Andrea Long Chu: The really punchy, pithy one-liner is probably coming, for me, out of a comic tradition that isn’t literary – trying to say funny things on Twitter or wherever else. There are more flattering influences I could name, but that’s probably more truthful.
I am finding myself using more of what I’d still call one-liners but that are longer and use more parenthesis, ones that allow for contrast. I can give you an example of a line that I don’t think we’re going to use, for this piece about Thomas Chatterton Williams. He claims to be against orthodoxy and ideology of all kinds, a stance that is actually the topic of my next book, which is about what I call the ‘far centre’. He’s against orthodoxy and ideology but he also tells us that we should return to the family as our fundamental political unit and that we should be ‘inculcating’ – he uses that word – our children in the values of liberalism. So a line I think space won’t permit is: ‘It is amusing to find an author who spends his whole book rejecting orthodoxies of all kinds recommending that we inculcate our children not four pages into said book,’ or something like that. The expletive – ‘it is amusing’ – that’s the basic sentence. You put all of the joke into the noun clause and then you put all the space you can between the setup and the punchline.
This might sound pretentious, but I think there’s some Austen in there. The sense of restraint and withholding, of tucking the sharp thing in an unexpected part of the sentence, that Regency gossip voice. There’s probably a little bit of that in there.
There’s a piece in the book, ‘No One Wants It’, that I’ve been a fan of for years. It’s a very negative review of a memoir by Joey Soloway, and in the book you add a postscript that is a kind of partial disavowal of it: you talk about it as a ‘vicious’ piece, and that you aim these days for a calmer, more detached ‘cruelty’. It made me wonder about how we write about certain subjects without being too overtaken by personal animus, or too eager to attack things in print in a way that solidifies them as more important than they are.
Andrea Long Chu: It’s hard to write about things that are, in and of themselves, not only insubstantial but aspiring to insubstantiality. The Soloway article is one answer to that – ie write about something else and bring that to it. Because I have the time to do so much background reading, I’m often able to develop thoughts in reference to other, more interesting or sophisticated things. Chatterton Williams has made the mistake of referring to Tocqueville, and so I’m going to read Democracy in America and find more interesting things that I can respond to, and use Tocqueville against him. There are all of these other sources that I can use to have a conversation with more intelligent or more interesting people than the specific person I’m writing about.

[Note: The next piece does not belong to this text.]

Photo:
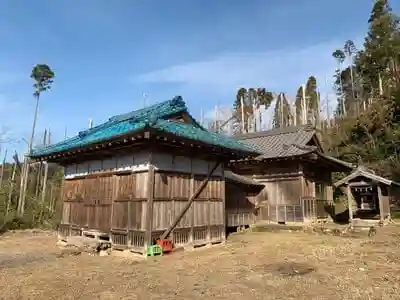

Where do you think good criticism is happening right now, aside from New York Magazine and n+1, which are both heavily featured in Authority?
Andrea Long Chu: I think there’s some great stuff at the New Yorker, I’m a fan of Lauren Michele Jackson and Julian Lucas. Namwali Serpell does very interesting things in the LRB. I have to name my friend Sarah Chihaya, who’s written for The Nation and The New Yorker. Bookforum continues to put out great stuff; it’s probably the highest quality criticism per cubic centimetre that there is. I do think there’s a lot of great work happening. As is probably obvious, I try to avoid being a pessimist about criticism, both because that’s intellectually uninteresting and because it’s not true to my own experience.
Authority: Essays on Being Right is available now.